To those familiar with the Marley of murals and novelty merchandise of all kinds, he may seem like the world's cheeriest stoner. But his legacy has endured because it's far more complex than that. His ability to convey sophisticated political critique and deep spiritual musings through music remains unmatched. The sociopolitical issues he tackled are still the most pressing issues facing our world today, but nobody has addressed them with the clarity he did.
Though he died more than three decades ago, Bob Marley is the still the most vital musical voice of our generation.
Beyond helping everyone "get together and feel all right," the majority of Marley's canon sought to describe and subsequently dismantle oppression in all its forms. He was unflinchingly precise in his assessment of society's ails, whether tackling income inequality on "Burning and Looting" or endemic racism on "War," on which he sang, "Until the philosophy which hold one race / Superior / And another inferior is finally and permanently discredited and abandoned — everywhere is war."
But his solutions were of the biggest and truest variety: If the problems he saw in the world are around to this day, so too are the solutions. He blended the practical and the philosophical. "Emancipate yourself from mental slavery, none but ourselves can free our minds," he sang on "Redemption Song" (a paraphrase of Marcus Garvey), and he inspired millions to do the same. Bono, one of today's greatest musical philanthropists, has said he carries a copy of the song with him whenever he goes to meet with politicians, prime ministers or businessmen.
"It was for me a prophetic utterance," Bono said, "or as Bob would say, 'the small ax that could fell the big tree.'"
But though his legacy inspired millions, Marley's continued importance is arguably due to the fact that nobody has been able to carry on his legacy in the ways that really count.
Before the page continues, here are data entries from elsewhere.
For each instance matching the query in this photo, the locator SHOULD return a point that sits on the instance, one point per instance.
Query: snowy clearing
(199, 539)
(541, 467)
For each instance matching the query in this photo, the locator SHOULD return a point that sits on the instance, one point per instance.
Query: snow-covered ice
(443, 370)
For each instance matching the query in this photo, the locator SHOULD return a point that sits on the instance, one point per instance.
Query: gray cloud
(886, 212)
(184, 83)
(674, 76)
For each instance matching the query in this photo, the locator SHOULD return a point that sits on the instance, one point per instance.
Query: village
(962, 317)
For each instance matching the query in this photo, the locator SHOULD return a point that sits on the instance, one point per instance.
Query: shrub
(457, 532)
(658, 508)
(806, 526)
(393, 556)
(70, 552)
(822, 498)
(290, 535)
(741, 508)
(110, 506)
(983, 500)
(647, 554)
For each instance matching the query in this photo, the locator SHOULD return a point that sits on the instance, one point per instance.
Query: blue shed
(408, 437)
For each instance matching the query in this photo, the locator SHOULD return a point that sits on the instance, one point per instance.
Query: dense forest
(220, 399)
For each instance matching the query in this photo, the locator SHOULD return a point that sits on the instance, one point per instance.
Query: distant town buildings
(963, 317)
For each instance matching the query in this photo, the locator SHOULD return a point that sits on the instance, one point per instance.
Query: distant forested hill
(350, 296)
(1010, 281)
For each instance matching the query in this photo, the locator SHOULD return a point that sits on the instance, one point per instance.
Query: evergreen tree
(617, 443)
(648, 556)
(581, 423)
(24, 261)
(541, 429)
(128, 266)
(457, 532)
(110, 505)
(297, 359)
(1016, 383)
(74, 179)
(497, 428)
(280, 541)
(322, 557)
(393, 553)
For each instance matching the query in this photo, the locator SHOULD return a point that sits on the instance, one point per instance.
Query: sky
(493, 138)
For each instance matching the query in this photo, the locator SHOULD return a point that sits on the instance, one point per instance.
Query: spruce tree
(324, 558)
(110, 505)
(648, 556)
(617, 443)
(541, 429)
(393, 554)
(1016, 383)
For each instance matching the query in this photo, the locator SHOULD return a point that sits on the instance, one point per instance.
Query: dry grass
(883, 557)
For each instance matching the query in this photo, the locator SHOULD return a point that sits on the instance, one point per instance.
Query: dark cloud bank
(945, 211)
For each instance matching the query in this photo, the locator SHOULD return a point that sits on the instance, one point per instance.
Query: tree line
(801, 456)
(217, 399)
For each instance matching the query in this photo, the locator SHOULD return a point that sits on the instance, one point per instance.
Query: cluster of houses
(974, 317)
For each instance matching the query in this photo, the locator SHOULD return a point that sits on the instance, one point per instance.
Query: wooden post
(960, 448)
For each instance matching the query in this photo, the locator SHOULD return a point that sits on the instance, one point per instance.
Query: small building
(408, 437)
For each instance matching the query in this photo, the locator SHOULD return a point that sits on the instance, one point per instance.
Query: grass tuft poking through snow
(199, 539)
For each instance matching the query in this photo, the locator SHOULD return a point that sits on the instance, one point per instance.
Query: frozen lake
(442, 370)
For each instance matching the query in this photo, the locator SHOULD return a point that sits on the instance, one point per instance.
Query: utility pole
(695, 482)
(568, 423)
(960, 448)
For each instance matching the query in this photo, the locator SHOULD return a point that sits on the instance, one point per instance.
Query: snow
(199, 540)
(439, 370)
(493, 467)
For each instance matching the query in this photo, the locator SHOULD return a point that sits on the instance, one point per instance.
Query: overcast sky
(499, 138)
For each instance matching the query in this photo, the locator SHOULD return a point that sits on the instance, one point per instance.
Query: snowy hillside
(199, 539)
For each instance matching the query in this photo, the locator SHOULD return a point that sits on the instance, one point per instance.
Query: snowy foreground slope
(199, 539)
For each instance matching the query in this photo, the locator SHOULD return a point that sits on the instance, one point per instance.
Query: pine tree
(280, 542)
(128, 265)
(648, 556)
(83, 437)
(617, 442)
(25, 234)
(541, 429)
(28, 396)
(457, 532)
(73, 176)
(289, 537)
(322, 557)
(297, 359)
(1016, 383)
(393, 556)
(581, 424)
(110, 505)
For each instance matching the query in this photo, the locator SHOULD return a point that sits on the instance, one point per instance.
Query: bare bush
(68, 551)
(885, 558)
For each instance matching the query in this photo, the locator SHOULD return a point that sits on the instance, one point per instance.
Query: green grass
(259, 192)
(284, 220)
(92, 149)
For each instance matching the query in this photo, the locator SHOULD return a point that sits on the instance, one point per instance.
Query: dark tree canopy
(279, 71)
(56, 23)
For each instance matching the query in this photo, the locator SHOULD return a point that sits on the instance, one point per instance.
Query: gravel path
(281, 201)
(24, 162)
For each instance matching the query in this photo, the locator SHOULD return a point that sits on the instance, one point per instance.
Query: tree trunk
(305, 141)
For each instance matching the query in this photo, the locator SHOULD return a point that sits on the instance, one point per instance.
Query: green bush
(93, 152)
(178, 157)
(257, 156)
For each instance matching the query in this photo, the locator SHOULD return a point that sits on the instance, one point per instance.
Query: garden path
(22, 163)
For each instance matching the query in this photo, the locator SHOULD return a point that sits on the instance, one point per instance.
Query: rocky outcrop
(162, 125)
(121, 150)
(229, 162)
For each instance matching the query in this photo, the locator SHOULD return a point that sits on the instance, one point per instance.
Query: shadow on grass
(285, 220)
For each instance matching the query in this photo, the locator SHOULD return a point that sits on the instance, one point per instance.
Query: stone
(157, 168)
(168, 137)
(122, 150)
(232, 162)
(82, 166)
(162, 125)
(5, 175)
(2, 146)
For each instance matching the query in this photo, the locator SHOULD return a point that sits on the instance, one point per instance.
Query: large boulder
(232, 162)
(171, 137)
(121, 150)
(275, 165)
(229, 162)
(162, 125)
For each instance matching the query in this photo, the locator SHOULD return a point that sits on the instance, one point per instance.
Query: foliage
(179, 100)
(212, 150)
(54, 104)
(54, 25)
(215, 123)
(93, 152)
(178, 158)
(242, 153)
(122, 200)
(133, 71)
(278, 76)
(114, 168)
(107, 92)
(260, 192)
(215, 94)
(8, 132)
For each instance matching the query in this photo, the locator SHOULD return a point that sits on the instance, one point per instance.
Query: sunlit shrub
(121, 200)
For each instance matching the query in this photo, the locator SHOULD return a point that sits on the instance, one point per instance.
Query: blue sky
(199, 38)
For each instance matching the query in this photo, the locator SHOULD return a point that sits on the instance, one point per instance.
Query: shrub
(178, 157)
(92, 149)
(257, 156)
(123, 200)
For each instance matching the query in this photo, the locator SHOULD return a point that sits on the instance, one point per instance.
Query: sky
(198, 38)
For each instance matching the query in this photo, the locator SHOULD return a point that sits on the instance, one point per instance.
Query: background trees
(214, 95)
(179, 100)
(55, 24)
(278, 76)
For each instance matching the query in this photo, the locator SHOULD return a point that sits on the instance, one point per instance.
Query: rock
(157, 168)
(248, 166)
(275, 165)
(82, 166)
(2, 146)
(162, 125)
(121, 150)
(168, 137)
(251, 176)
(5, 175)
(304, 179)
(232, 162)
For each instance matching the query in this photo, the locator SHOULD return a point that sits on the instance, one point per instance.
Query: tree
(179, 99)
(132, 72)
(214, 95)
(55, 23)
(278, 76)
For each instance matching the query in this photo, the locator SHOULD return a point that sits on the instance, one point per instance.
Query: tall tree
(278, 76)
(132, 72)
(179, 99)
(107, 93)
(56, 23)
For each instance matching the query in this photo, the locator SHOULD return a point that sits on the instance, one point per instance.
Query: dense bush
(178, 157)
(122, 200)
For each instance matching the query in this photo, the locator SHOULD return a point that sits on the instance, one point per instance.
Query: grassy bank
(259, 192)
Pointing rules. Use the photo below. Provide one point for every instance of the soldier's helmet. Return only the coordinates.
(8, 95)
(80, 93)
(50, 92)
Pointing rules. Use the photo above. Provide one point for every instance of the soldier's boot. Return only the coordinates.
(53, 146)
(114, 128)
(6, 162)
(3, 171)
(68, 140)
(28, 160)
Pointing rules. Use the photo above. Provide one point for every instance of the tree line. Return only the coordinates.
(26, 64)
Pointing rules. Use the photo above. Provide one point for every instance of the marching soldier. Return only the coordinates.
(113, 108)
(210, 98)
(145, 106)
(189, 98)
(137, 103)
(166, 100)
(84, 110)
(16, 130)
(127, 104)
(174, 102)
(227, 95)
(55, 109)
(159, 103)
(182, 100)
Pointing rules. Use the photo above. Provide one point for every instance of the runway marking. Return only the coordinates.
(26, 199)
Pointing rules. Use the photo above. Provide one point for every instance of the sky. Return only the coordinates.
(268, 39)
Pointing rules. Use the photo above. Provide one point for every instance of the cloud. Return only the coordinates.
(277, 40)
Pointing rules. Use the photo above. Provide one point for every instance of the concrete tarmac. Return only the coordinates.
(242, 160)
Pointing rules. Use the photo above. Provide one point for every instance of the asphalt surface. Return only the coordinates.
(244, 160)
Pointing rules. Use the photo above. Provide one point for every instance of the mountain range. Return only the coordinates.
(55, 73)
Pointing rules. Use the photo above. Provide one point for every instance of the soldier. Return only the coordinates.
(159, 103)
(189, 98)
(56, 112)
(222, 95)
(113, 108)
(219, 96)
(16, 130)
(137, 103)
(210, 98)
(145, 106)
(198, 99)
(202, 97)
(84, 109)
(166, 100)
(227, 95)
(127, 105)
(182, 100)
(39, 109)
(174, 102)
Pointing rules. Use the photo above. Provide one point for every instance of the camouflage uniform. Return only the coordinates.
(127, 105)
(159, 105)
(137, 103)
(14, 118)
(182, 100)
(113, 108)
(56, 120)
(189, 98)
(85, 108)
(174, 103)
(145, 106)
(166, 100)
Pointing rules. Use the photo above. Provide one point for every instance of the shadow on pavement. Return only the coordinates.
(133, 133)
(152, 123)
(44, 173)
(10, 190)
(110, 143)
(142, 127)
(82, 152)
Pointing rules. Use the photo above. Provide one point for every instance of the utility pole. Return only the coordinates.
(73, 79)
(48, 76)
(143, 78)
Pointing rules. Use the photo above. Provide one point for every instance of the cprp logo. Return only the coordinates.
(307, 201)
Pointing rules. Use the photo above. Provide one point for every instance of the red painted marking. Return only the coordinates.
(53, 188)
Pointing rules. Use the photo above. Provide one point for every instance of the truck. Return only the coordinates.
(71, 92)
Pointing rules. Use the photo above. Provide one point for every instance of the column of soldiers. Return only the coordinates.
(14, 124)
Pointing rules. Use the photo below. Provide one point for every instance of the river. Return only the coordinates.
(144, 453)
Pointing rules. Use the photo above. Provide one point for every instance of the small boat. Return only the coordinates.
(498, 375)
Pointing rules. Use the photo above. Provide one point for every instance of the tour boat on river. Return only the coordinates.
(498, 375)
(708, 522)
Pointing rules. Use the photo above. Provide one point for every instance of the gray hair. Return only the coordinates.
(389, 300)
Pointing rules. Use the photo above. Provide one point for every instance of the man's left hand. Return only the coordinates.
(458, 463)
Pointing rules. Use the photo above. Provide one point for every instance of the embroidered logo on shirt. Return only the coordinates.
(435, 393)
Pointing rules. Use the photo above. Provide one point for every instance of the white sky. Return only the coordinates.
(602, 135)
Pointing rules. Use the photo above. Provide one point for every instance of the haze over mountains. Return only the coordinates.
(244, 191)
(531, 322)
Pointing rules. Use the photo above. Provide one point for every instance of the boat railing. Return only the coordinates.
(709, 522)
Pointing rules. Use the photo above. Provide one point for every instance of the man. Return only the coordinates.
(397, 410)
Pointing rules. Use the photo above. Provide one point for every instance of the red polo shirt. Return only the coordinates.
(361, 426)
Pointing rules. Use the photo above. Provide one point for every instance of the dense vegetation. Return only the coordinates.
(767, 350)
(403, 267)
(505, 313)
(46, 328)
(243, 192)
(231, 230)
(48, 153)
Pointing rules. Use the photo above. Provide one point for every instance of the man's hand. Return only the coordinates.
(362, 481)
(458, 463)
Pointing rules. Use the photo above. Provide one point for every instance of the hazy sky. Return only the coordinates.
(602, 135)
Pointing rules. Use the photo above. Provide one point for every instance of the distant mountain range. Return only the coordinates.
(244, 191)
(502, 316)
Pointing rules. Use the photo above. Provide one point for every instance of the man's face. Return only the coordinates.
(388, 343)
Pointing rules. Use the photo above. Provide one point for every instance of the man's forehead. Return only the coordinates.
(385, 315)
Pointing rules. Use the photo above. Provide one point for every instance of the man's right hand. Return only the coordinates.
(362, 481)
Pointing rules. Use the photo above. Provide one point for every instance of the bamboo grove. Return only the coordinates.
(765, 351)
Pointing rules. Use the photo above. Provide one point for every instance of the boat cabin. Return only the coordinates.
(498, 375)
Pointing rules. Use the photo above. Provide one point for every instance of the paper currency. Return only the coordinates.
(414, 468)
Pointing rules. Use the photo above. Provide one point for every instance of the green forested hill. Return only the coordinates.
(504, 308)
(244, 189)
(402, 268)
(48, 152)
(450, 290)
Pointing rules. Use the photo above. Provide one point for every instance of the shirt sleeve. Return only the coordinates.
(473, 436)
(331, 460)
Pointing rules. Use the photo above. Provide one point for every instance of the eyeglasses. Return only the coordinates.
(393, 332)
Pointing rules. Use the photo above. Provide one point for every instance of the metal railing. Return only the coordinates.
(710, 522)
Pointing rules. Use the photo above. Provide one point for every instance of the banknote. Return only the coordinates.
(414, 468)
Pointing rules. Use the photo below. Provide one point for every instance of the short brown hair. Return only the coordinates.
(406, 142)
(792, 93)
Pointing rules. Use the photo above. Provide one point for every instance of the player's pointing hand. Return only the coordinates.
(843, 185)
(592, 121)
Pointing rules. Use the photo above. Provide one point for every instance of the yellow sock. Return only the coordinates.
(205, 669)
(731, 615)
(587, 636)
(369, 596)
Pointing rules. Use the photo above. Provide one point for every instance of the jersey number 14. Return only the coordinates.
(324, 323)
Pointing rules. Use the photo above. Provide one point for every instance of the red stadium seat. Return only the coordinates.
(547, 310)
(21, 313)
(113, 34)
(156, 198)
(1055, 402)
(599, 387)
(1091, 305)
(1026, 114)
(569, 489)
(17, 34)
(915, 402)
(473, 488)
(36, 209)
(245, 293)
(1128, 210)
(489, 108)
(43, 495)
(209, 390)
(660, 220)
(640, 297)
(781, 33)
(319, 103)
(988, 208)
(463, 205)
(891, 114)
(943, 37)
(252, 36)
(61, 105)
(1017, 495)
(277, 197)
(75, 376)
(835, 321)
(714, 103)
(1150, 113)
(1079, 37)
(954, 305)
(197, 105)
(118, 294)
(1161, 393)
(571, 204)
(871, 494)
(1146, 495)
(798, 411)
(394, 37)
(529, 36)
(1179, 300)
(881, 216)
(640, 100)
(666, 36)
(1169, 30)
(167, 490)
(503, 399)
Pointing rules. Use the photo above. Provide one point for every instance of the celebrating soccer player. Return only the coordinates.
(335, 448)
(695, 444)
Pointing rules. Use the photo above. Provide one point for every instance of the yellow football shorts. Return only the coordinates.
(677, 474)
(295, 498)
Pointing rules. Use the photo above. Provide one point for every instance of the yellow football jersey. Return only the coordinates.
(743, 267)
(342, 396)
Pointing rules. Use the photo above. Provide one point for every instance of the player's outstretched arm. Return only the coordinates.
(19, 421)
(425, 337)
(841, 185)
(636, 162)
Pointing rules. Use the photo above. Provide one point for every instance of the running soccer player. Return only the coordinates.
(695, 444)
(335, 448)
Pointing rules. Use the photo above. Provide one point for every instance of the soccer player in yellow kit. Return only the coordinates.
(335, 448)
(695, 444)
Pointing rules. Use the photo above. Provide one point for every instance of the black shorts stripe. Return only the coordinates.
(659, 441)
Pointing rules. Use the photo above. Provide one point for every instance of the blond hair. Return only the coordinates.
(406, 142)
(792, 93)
He almost singlehandedly popularized reggae, sharing its social critique and upbeat, inspirational positivity with the world. Yet since his death, it's continued as a popular sound without any of its original social consciousness — take Rihanna's "Man Down" or Magic's "Rude!," both of which use reggae to signify "exotic."
This is why Marley remains in a class of his own, a face and voice known the world over. The man unwittingly predicted his own immortality on "Pass It On": "Live for yourself, you will live in vain. Live for others, you will live again." Bob Marley truly lived in the service of others, working tirelessly to inspire and empower the disenfranchised and oppressed. He made us all feel how beautiful a unified and peaceful world would be.
The desires to see that political reform and peace still endure today, but since Marley's death, no popular musician has been able to see the problems or the path away from them as clearly. Until someone does, or until the ills that plague our world are solved, Marley will endure as the spokesman for every generation that follows.